Beautiful piece of writing. In my 50s and still struggling with acceptance, hope, anger, depression, gratefulness and all the rest. The diagnosis of the day is Delayed Sleep Phase Syndrome but tomorrow, next year or next decade may be something different. All I know is since childhood I have been tired, not able to explore experiences like other “normal” teens and twenty-somethings and constantly defending myself against people considering me lazy and uncaring because all I wanted was more sleep but never really sure if I believed it myself. It is a ongoing mind battle which for some reason feels harder in the wealthy parts of world we are constantly exhorted to be following our dreams and achieving our potential. Sometimes doing the dishes should be and is enough.

11

Alan White 07.06.22 at 5:30 am

A testament to the power of anecdotal evidence, mounted one atop another, and this catalyzed in such powerful narrative. Thank you.
I’ve drunk many cups of coffee every day for decades. Got covid, and months later developed serious arrhythmia. Switched to decaf and the very day I did, it ceased. So more anecdata. Seems to me that the only differentia is the disease. Science I hope will verify the fact that long covid has many faces.
Please keep writing.

12

Maria 07.06.22 at 6:15 am

Thank you, friends. I wish fewer of us knew this path. Solidarity.

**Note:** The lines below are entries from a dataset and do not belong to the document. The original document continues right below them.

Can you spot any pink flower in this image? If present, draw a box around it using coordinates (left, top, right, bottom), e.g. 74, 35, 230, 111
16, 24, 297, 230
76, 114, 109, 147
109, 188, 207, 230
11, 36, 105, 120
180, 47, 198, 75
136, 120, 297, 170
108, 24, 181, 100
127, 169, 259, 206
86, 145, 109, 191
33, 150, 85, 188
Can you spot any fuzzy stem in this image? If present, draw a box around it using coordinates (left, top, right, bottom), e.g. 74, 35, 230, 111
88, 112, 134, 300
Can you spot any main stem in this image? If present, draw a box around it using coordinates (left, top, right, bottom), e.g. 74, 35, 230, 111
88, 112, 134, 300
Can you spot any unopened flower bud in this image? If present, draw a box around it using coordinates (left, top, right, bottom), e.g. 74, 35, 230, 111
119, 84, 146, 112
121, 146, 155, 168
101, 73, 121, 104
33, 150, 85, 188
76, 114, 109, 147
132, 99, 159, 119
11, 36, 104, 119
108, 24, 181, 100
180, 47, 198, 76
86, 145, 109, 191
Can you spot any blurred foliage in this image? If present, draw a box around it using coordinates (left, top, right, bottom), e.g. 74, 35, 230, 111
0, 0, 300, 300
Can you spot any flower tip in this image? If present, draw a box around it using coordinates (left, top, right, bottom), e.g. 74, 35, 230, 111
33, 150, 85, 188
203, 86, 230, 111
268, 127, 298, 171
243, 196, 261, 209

(Bennet! Hello and thank you so much for the glimpse of us both at 19-20! much love.)

13

Ingrid Robeyns 07.06.22 at 6:49 pm

Thank you Maria – this is beautiful, powerful, and painful all at once. …. and I now also look back differently at the tea and cake we had at the London Review bookstore’s teashop a few years ago…

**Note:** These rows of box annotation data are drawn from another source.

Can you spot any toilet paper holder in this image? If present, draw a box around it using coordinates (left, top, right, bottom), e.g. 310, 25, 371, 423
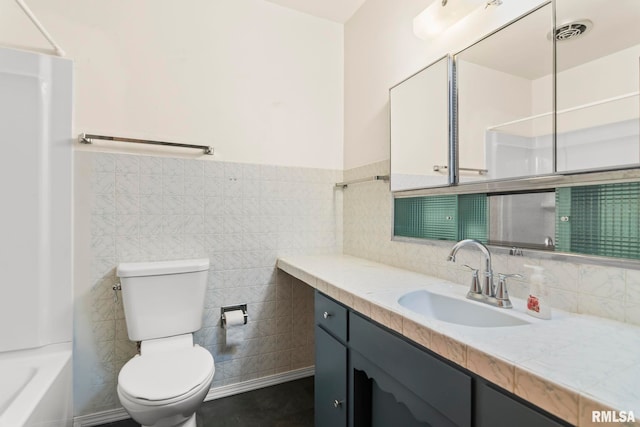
220, 304, 248, 328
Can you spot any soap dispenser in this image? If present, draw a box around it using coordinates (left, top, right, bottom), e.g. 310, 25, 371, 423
525, 264, 551, 319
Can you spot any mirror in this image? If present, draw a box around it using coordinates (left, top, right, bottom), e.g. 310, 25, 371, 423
487, 190, 556, 251
549, 0, 640, 172
389, 57, 450, 191
454, 0, 556, 183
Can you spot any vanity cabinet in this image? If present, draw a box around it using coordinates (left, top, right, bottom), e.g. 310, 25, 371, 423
474, 379, 567, 427
314, 292, 348, 427
315, 291, 568, 427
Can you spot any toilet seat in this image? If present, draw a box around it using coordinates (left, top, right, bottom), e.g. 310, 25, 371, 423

I am not sure this is the time and place to get deeply into this, but the people I know with Long-Covid who have been sharing their stories (online, since real life meetings are too exhausting), have been reminding me often of how teenagers/adults with autism manage their school/professional lives. As a parent of a teenager with autism, we have (learning from mistakes and from trial and error) increasingly tried to adapt our family lives in such a way that our son with autism has always an escape route to being on his own and away from sensory overload; and what I read online from professionals with autism is very much how you describe your life with ME – saving all the energy for work, and then collapsing when you’re home, without any energy to do anything else. We should so much more radically diversify and pluralize the implicit ‘person’ for whom we have set up institutions in society – so many people do not fit the model of the healthy, energetic, smart, fast-acting, careresponsibilitiesfree person that the professional world is organised around. I hope this essay will be picked up by some who have the power to help us move towards that world, although it is hard not to become very cynical about that with all the political and societal regressiveness around us.

14

JakeB 07.08.22 at 4:03 am

Thank you, Maria. A beautiful and generous post.

15

MPAVictoria 07.08.22 at 2:33 pm

A very moving and well-written piece Maria. Thank you for sharing it.

I developed Type 1 Diabetes unexpectedly about 4 years ago and I see a lot of my own experiences coming to terms with having a illness that just doesn’t get better in this piece. People who are lucky enough to be healthy don’t understand the burden that having a chronic illness posses so it is comforting to read writing like yours and be reminded that we are not alone in this.

16

Susan 07.17.22 at 11:23 pm

Wbat magic reading this piece. I almost cannot believe how you nailed all the internal mutterings. I have fibromyalgia for 26 years and my fatigue level is alligned with the mild level of ME/CFS.

I often wonder why I cannot expunge my former, pre-illness self. That self is still making plans that are almost impossible, magically thinking up recipes to prove I am no longer ill.

You have done a huge service to us. I thank you since this is my first exposure to your writing, I will seek out your previous work. Thank you.